You have limited time in your day, and limited juice to spend on your actions.
Right now, you’re using either 100% of your available time or so close to it that it might as well be. Unless you spend any amount of time in a dark room, awake but doing literally nothing but staring into the abyss, then you’re doing something with all your time.
Some of those things are undoubtedly not as helpful to you as they could be. We all (and please let me stress that I’m absolutely included in this) have habits that, even if they’re not actively harmful, are soaking up resources that could be much better spent on other things. Since you’re using 100% of your time now, you can’t add productive activities without removing something.

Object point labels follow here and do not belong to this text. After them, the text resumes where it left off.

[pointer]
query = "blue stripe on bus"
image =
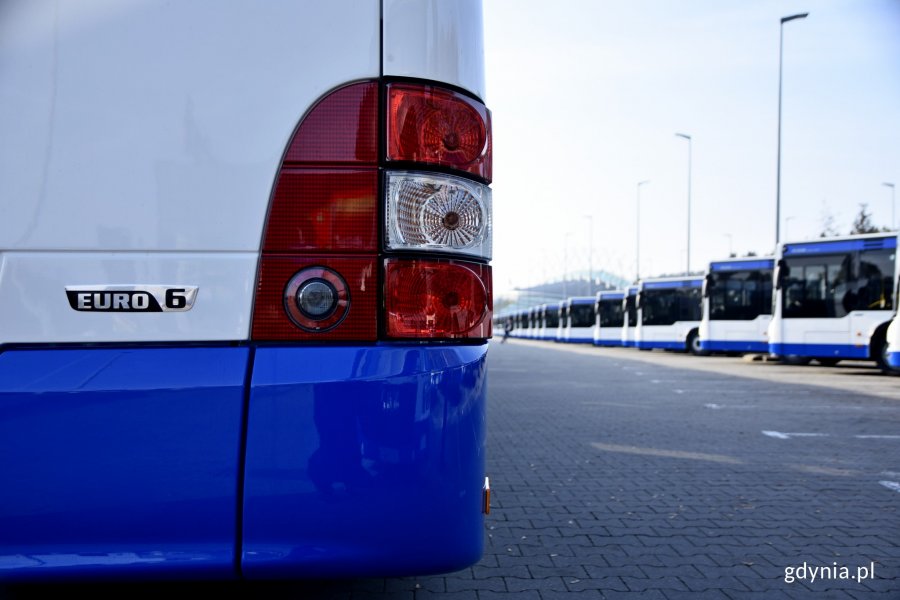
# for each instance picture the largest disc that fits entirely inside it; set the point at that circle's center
(743, 265)
(662, 345)
(660, 285)
(581, 301)
(840, 246)
(820, 350)
(733, 346)
(608, 343)
(120, 462)
(364, 461)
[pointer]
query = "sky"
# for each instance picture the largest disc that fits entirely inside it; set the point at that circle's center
(587, 96)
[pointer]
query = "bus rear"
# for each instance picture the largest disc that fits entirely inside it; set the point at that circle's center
(629, 311)
(737, 305)
(245, 291)
(834, 299)
(610, 317)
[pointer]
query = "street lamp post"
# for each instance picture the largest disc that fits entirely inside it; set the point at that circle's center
(688, 138)
(778, 173)
(637, 236)
(590, 253)
(893, 204)
(566, 265)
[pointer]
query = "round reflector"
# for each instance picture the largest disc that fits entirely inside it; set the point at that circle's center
(316, 299)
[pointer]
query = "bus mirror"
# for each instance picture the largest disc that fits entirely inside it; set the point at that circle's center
(708, 284)
(781, 273)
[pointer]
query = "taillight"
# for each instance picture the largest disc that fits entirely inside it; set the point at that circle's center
(437, 299)
(437, 212)
(323, 253)
(430, 125)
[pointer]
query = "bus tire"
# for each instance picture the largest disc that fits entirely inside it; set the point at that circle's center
(693, 344)
(878, 351)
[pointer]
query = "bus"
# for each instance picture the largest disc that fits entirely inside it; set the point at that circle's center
(610, 318)
(893, 339)
(834, 299)
(245, 291)
(737, 305)
(629, 311)
(579, 322)
(549, 321)
(669, 310)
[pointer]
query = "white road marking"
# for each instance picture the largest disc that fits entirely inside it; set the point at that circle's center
(786, 436)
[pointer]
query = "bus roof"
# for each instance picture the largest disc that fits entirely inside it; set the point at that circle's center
(844, 244)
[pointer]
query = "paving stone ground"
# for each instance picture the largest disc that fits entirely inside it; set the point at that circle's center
(621, 478)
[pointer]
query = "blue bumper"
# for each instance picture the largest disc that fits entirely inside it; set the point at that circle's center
(228, 462)
(820, 350)
(733, 346)
(364, 461)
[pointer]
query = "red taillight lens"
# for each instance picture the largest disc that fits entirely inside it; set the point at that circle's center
(437, 299)
(324, 210)
(435, 126)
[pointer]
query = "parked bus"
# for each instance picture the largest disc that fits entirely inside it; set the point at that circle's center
(579, 325)
(834, 299)
(669, 310)
(549, 318)
(563, 314)
(893, 339)
(629, 312)
(245, 291)
(610, 318)
(737, 305)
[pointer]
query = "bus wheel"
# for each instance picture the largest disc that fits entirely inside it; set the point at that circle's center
(880, 353)
(693, 344)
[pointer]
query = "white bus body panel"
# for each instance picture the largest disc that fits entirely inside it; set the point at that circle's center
(893, 342)
(672, 336)
(755, 330)
(435, 39)
(174, 186)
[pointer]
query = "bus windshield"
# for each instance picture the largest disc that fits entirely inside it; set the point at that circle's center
(582, 315)
(833, 285)
(611, 313)
(631, 310)
(666, 306)
(551, 317)
(740, 295)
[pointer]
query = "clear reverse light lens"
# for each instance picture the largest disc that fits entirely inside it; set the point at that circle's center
(438, 212)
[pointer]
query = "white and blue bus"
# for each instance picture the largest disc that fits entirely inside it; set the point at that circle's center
(834, 299)
(669, 310)
(610, 318)
(629, 312)
(245, 289)
(893, 338)
(549, 321)
(579, 322)
(737, 305)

Those things can go hand in hand. In fact, I think that’s a great way to do it – it’s easier to replace smoking with something else than to just quit smoking.
Here’s a thought exercise for you: make a list of all the things you’d like to stop doing. They can be great or small, and the list can be long or short. Doesn’t matter. Do you want to stop drinking? Maybe stop spending so much time on Facebook? How about quit screaming at other drivers on the highway? Put it all down on a list.
Then, in the next column, jot down roughly how much time you spend on each of those activities, both in duration and frequency. “A few hours, twice a week” or “15 seconds, about 3 times per drive,” etc.
And then finally, in another column, for each one of these items, write a positive activity you could do instead that takes about the same amount of time.
- Things To Stop – Time It Takes – Things To Do Instead
- Hit The Bar – 2 hours, three times a week – Hit The Gym
- Yell At Drivers – 15 seconds, 3 times per drive – Practice Gratitude
- Browse Facebook – 30 minutes, 4 times a day – Write A Book
Like that. Once you have that list, don’t try to do everything at once. You’ll go crazy, and probably fail. Instead, just pick one. Don’t worry about which one you do first – just pick literally anything and get started.
Now you have a framework. You have something you want to do, and no excuses about “not having enough time,” since you’re trying to eliminate a bad behavior with an equal time commitment. You’re simultaneously working towards your goals and eliminating the things standing in your way.
It’s hard to do positive stuff because you never have the time, and it’s hard to stop doing negative stuff because you’ve built habitual pathways. Use each of those problems to solve the other!